You can zero the spectrophotometer directly with the blank.  However, it is wise to know how high the blank is to ensure that the substrate is OK, i.e. the blank is usually 0.05-0.06.  If it is above 0.1, it has probably been contaminated with some alpha-amylase enzyme.

If the absorbance value is above 1.2 then the assay will be limited by the amount of available substrate.  Thus, you cannot simply dilute the colour.

To measure alpha-amylase on glass beads I would recommend the use of the Ceralpha method.  The kit is complete and extremely easy to use.  Perhaps to assay, you may freeze dry a small sample of the beads and then weigh an appropriate amount (say 5 mg) into a test tube.  Add 0.2 mL of buffer pH 5-6 and 0.2 mL Ceralpha reagent.  Incubate at 40˚C for 10 min.

The Ceralpha method should be fine for acid stable alpha-amylase.  However, assays should be performed in the pH range of 5.2 to 7.5.

For measurement of residual enzymes in bakery products, you should use the Amylazyme method rather than the Ceralpha method.  With the standard assay formats available, the sensitivity of the Amylazyme method is 10-20 times greater than can be achieved with the Ceralpha method.  You will need this greater sensitivity to measure the extremely low levels of activity present.

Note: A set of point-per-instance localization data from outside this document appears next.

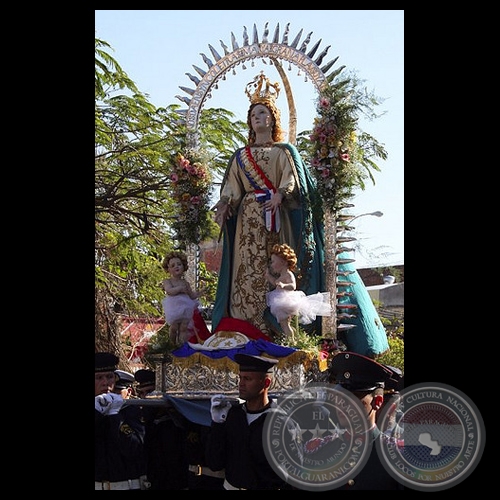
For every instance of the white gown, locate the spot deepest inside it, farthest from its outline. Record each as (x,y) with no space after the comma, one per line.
(285,303)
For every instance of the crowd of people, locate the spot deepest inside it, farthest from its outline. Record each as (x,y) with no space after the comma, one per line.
(154,446)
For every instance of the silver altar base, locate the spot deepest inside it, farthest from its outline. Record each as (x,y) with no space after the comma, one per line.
(202,378)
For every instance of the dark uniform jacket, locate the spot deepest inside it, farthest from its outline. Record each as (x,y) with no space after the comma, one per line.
(236,446)
(119,445)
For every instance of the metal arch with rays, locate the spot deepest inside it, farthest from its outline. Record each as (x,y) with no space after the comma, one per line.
(275,51)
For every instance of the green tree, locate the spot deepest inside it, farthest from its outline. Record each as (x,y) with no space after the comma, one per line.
(135,147)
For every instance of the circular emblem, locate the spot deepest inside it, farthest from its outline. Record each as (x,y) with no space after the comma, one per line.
(317,439)
(435,438)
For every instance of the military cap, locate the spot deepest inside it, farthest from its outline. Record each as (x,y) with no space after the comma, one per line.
(105,362)
(250,363)
(396,382)
(356,372)
(145,378)
(124,379)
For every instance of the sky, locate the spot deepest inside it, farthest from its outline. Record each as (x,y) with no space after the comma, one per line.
(157,48)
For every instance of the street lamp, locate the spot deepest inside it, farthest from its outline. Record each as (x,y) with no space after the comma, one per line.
(378,213)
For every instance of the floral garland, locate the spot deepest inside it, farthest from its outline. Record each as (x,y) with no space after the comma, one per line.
(191,183)
(340,160)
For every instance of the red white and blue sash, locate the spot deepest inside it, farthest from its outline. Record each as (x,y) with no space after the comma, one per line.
(256,177)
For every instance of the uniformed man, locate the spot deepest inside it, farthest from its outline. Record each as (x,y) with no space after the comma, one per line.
(366,379)
(235,439)
(119,435)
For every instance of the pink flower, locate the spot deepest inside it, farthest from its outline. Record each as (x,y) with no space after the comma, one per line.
(324,102)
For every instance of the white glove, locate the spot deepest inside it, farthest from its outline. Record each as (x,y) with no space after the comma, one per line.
(108,404)
(219,408)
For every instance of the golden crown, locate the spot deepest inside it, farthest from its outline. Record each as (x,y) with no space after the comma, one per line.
(257,92)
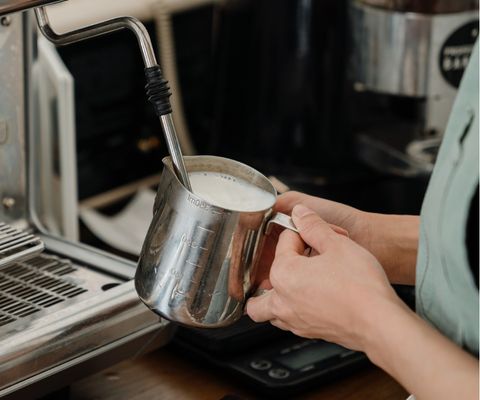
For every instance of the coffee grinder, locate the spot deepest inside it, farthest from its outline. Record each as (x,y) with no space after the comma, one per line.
(407,60)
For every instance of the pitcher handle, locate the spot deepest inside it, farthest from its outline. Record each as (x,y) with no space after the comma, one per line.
(282,220)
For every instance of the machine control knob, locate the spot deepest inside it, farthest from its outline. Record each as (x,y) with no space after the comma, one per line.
(278,373)
(260,365)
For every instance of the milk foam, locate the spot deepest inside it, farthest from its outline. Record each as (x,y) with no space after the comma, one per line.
(229,192)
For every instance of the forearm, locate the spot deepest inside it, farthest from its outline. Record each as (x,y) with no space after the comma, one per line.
(426,363)
(393,239)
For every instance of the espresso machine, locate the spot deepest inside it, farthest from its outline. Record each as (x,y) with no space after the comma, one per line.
(66,310)
(407,60)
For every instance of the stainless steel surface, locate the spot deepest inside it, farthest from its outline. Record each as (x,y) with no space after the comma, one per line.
(149,60)
(390,50)
(12,122)
(11,6)
(99,29)
(424,6)
(16,245)
(60,312)
(56,314)
(175,150)
(198,261)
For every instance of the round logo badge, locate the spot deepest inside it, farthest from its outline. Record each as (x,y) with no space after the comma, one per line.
(455,52)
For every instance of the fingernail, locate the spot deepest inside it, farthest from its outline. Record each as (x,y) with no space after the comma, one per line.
(301,211)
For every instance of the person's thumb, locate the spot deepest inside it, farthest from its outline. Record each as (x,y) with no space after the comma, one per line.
(314,230)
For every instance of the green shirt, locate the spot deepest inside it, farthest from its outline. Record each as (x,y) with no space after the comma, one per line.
(446,292)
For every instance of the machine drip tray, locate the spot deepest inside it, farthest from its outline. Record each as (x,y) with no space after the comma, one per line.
(44,284)
(65,314)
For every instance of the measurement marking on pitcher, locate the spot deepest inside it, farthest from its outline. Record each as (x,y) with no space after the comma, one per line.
(205,229)
(192,243)
(194,264)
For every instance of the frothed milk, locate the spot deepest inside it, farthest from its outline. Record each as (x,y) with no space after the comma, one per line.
(229,192)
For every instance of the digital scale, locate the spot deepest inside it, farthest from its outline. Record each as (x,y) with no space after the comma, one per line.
(269,360)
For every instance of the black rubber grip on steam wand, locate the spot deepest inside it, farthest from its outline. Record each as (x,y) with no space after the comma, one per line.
(158,91)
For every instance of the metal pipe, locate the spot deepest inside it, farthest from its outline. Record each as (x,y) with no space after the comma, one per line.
(175,152)
(99,29)
(149,60)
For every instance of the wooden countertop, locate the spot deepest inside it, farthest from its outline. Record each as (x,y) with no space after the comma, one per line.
(167,375)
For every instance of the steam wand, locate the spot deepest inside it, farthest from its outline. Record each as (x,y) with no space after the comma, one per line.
(157,89)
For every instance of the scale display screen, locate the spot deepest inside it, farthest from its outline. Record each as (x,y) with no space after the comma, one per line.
(311,354)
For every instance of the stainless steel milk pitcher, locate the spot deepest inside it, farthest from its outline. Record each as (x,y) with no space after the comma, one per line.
(198,261)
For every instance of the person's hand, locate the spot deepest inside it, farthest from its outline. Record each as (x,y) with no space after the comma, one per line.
(392,239)
(331,295)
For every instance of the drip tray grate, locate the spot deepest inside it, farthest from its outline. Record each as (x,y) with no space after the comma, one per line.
(16,245)
(36,284)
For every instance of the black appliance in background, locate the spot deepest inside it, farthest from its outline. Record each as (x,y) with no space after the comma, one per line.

The level of alpha-amylase in malted barley is about 150 Ceralpha units per gram, which would be the expected level in germinated barley grain.

The pH of the assay solution after the sample is added should be the same as that of the assay buffer that is supplied with the kit.
Low sample volumes (e.g. 0.1 mL) are not likely to affect the pH of the assay solution and therefore may not require pH adjustment.